Bugs and Blue Flashes

I was up at 4:15 this morning, reading the New York Times, cooking lentils and white bean soup. This time of year, when skies are overcast and hinting at rain, there's a fleeting moment before dawn when the whole world outside turns an intense lapis blue, and I was trying to capture it with my camera. You could call it the Blue Flash, it changes so quickly. I spied it through the window, grabbed the camera, and by the time I got outside the blue had faded into gray. Oh, well, maybe tomorrow morning.

Giardia lamblia under the microscope, at Wikipedia

The soup is for a friend who has been sick for weeks. Yesterday her lab tests came back positive for giardia, so I was Googling for information. I already knew it was a waterborne parasite, but wanted to know more, for her sake and my own. Giardia is a tough little bug, able to survive in cold water or hot spas and even after it's been treated, usually with metrodanyzol (flagyl), gut discomfort can go on for a long time. Dogs also get giardia, and I'm thinking of having us all tested.
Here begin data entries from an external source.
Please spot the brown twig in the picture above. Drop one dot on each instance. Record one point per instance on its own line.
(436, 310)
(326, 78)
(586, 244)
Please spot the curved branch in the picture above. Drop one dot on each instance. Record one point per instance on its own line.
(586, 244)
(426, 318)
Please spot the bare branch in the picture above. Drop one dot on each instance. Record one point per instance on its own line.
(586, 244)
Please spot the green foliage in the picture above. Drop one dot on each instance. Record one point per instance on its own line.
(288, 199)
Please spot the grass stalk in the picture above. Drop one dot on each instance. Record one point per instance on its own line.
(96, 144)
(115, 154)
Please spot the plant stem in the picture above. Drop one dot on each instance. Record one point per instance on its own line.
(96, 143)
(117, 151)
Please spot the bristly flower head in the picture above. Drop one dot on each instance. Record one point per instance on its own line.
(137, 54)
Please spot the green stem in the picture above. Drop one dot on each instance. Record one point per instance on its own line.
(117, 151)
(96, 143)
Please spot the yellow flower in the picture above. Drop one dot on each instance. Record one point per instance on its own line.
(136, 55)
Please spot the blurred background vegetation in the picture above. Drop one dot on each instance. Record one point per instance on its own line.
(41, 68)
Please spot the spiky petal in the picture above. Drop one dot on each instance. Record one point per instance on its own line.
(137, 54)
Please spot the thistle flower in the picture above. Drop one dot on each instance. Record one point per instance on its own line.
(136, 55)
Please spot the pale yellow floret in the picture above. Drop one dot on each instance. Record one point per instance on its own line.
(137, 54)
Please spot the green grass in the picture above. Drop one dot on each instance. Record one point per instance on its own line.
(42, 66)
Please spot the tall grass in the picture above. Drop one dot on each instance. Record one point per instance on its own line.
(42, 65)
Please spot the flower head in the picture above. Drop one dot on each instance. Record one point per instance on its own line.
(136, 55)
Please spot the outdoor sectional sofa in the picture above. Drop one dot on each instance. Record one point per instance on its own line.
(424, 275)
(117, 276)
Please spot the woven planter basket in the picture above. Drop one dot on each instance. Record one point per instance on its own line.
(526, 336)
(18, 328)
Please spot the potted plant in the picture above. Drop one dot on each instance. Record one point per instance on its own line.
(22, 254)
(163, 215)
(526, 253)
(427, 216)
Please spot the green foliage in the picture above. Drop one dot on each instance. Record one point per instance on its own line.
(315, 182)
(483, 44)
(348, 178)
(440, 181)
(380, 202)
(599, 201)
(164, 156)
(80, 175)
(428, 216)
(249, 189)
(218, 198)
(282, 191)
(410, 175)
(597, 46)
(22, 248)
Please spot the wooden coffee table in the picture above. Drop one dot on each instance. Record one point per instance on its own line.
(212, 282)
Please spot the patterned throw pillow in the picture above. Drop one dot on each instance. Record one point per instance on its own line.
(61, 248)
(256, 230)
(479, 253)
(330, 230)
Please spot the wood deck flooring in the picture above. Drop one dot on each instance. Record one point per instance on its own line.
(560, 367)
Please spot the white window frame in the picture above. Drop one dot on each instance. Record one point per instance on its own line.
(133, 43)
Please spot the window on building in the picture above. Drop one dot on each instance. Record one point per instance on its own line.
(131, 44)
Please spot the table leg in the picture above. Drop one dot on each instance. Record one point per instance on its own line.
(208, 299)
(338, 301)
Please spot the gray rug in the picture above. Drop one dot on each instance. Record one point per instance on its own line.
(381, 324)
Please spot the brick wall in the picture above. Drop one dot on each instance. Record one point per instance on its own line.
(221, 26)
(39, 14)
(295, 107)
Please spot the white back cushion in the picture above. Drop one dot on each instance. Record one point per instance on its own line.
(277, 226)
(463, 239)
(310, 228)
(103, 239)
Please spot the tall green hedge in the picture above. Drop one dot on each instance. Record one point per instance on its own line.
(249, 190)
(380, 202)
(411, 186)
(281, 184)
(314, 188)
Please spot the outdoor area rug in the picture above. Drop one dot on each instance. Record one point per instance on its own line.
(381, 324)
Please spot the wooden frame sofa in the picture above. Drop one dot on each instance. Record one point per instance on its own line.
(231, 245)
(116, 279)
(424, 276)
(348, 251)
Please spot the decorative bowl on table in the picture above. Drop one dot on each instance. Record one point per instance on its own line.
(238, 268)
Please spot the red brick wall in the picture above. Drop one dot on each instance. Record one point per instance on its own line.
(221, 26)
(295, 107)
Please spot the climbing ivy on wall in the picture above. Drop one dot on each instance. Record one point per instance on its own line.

We're not the only ones contemplating menacing bugs. The NY Times reports there's a huge infestation of bedbugs in Manhattan that is causing a social schism between those who have them and those who want to avoid them. A Times Square movie theater had to shut down while their seats were treated, and a Victoria's Secret store was shunned by customers scared of shedding their clothes in suspect dressing rooms. Bedbugs are by no means limited to New York, but are chomping on humans "almost everywhere" according to the CDC.

It's enough to give you insomnia. On the other hand, if you're in the business of selling new mattress sets, you're probably having a record quarter.